People in colorful outfits dancing on rainbow painted stairs
Latinx dance group Ballet Hispánico on the painted steps at Four Freedoms State Park. They will lead a class at the Free To Be You festival this upcoming Saturday, June 18. (Steven Pisano)

The 2022 Progress Pride Flag was also installed in part to commemorate the 10th anniversary of Four Freedoms Parks, which opened to the public in 2012 nearly 40 years after Louis Kahn competed its design. The 4-acre granite memorial honors the Four Freedoms proclaimed by President Franklin Roosevelt in 1941–Freedom of Speech and Expression, Freedom of Worship, Freedom from Want, and Freedom from Fear–in both its name and mission. For the FFPC, the Progress Pride Flag is emblematic of those rights in today’s context. 

“Four Freedoms Park Conservancy’s mission is singular and simple: we create public programs, commission public art and produce installations to ignite conservations about basic human rights,” said Howard Axel, CEO of the Four Freedoms Park Conservancy in a press release. “President Franklin Roosevelt in 1941, articulated these, in what now seems stunningly prescient: Freedom of Speech and Expression, Freedom of Worship, Freedom from Want and Freedom from Fear. This is what The Progress Pride Flag stands for – inclusion means inclusion in all the freedoms from economic security to freedom from fear and of course freedom of expression.”

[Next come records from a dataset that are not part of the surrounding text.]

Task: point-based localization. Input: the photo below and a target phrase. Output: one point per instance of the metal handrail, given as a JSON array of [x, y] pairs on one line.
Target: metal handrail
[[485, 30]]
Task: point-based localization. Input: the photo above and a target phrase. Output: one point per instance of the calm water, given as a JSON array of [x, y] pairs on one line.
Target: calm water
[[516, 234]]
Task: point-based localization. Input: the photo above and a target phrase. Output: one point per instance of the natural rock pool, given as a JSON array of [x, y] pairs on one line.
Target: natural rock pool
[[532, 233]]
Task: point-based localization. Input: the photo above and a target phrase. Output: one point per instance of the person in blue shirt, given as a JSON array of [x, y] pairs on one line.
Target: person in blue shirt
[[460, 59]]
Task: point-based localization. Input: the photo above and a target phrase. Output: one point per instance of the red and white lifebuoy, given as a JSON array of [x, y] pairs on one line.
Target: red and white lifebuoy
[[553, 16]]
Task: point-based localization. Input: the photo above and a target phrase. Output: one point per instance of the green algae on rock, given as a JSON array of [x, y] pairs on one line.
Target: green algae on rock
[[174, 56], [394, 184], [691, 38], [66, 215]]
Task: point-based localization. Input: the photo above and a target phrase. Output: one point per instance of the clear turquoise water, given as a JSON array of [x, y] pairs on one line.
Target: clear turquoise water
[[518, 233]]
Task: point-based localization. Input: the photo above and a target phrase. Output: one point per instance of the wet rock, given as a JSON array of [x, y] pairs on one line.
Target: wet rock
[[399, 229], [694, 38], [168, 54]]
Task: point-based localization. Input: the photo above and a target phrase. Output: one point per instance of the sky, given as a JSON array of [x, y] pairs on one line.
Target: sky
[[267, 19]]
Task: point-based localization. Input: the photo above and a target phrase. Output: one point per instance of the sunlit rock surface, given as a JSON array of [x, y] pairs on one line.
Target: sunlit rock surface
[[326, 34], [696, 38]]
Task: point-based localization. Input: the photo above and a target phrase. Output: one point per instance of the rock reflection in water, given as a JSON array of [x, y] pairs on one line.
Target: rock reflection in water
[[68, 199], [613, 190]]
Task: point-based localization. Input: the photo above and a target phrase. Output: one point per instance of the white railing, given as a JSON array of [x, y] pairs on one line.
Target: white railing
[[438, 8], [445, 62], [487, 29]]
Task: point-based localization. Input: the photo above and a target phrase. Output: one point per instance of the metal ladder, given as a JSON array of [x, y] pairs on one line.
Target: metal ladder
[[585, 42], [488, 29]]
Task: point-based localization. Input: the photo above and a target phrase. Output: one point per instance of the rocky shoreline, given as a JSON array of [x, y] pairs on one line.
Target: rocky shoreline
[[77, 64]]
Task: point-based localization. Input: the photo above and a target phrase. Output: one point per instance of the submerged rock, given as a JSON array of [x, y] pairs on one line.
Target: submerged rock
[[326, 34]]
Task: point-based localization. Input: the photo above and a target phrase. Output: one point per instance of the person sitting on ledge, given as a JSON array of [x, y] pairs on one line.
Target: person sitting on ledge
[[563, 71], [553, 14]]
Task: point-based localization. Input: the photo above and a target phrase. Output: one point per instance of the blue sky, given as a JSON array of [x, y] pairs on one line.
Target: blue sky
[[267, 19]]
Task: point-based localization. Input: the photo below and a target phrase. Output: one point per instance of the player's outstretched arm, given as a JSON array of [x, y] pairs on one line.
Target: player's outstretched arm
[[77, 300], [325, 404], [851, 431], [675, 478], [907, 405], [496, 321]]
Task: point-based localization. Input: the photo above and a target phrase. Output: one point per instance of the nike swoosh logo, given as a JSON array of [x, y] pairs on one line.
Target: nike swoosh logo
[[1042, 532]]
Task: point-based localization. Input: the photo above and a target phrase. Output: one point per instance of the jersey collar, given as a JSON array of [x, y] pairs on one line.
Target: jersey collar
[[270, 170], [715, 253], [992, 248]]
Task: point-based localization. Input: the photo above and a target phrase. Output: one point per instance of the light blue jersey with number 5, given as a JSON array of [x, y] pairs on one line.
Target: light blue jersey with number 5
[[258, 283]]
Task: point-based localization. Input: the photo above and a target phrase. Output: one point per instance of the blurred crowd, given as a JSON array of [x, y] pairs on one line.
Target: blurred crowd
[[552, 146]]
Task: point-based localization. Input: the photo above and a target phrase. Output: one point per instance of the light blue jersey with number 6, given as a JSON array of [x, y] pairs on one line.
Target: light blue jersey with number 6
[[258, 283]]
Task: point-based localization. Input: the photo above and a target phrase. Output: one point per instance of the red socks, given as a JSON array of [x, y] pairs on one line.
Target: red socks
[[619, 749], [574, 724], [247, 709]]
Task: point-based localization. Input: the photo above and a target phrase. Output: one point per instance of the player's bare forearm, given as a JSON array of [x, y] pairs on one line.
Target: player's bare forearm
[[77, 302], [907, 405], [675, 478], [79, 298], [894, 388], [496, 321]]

To kick off Pride Month and celebrate the launch of the installation, the FFPC invited nationally recognized Latinx dance company Ballet Hispánico to perform at the site–a fitting choice, as the dance group has been a leading voice in the intersection between arts and advocacy. 

“Ballet Hispánico is thrilled to have been selected to help launch the 2022 Progress Pride Flag, an installation which aligns with our mission of representation, inclusion, and accessibility through culture and dance,” said Ballet Hispánico Artistic Director and CEO Eduardo Vilaro.

Ballet Hispánico will return to Four Freedoms State Park this upcoming Saturday on June 18th for the park’s Free to Be You Festival, which is free to the public. Other available programs include Drag Story Hour and face painting and, of course, a photo op with New York City’s largest pride flag.